Sharif, ragazzo proveniente dalla Guinea ha fatto parte di una banda di baby spacciatori attiva soprattutto alle Albere. Ha attraversato il suo periodo buio a Trento. Lo hanno preso. Ha avuto problemi con la giustizia ma è riuscito a tirarsene fuori e a rilanciarsi ed ora lavora come responsabile della cucina in un bar a Trento: «Sono stato arrestato al parco delle Albere perché ho commesso reati legati allo spaccio. Finito il percorso di messa alla prova ho potuto ricominciare da capo ed ora sono responsabile della cucina in un bar vicino alle Albere», fatalità del caso.

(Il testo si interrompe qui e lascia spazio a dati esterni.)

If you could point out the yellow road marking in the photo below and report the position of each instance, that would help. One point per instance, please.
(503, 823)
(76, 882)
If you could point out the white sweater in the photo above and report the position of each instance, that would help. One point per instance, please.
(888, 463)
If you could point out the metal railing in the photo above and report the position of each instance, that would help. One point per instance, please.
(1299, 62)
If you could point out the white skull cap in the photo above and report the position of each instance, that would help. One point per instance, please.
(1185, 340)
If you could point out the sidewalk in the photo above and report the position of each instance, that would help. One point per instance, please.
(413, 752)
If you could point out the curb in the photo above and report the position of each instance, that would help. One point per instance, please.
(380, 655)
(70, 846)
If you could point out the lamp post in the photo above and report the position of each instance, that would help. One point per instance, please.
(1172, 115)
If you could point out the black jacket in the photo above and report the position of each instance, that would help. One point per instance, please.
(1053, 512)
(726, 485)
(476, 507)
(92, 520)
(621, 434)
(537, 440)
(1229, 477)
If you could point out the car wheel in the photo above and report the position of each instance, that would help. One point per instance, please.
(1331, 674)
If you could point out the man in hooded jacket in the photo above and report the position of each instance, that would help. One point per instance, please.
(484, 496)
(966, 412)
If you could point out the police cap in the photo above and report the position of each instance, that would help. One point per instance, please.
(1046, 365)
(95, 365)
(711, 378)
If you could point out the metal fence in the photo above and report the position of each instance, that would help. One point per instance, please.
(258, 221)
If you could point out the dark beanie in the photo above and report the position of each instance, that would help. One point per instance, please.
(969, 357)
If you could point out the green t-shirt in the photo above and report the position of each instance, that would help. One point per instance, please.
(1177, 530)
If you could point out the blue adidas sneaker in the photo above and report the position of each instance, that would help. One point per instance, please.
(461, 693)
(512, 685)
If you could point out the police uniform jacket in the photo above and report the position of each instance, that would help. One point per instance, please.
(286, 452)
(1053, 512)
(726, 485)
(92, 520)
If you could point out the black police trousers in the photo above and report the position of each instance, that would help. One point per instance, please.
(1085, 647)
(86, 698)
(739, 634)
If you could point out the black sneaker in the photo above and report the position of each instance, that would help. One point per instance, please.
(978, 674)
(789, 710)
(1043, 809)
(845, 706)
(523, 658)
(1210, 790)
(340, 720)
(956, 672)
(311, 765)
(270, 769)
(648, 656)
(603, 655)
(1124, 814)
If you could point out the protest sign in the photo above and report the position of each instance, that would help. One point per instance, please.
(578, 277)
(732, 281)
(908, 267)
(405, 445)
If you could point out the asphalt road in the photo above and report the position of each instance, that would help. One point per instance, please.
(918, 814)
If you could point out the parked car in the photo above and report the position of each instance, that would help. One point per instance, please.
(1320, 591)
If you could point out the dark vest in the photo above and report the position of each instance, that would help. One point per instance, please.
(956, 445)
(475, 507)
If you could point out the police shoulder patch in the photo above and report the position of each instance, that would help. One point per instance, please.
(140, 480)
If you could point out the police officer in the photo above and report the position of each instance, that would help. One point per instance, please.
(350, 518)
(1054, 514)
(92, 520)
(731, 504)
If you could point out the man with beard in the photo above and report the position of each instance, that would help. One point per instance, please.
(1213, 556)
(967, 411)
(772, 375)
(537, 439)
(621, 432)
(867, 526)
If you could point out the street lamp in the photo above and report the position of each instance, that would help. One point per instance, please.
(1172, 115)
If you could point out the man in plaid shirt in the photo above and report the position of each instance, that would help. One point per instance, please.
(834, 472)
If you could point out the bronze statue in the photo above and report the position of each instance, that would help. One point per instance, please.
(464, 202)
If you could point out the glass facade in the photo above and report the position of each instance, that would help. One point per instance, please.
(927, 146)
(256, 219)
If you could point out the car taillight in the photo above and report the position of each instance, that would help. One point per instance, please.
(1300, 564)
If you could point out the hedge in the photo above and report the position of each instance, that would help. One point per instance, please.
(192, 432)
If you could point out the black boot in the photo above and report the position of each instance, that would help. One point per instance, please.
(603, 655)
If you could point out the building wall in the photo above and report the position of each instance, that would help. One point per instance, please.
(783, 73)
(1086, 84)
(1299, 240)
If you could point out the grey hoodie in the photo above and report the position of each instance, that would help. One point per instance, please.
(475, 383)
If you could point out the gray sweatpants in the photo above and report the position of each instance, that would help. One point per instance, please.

La testimonianza di Sharif, ragazzo di 22 anni è stata accolta durante l’incontro «Mettiamoci alla prova» organizzato da «Dalla Viva Voce» presso la Sala conferenze della Fondazione Caritro a Trento.
L’incontro nasce dalla volontà di provare a sviscerare una questione scottante come quella della criminalità di stampo minorile al quale hanno preso parte anche Giuseppe Spadaro, presidente del Tribunale dei minori di Trento, e Antonella Maria Valenza, assistente sociale presso USSM Trento. L’obiettivo non è quello di stigmatizzare in maniera passiva questi comportamenti ma piuttosto proporre un punto di vista alternativo per spiegarne le ragioni che li spingono a fare ciò ed aiutarli a uscire da questi periodi difficili, come ci insegna la storia di Sharif.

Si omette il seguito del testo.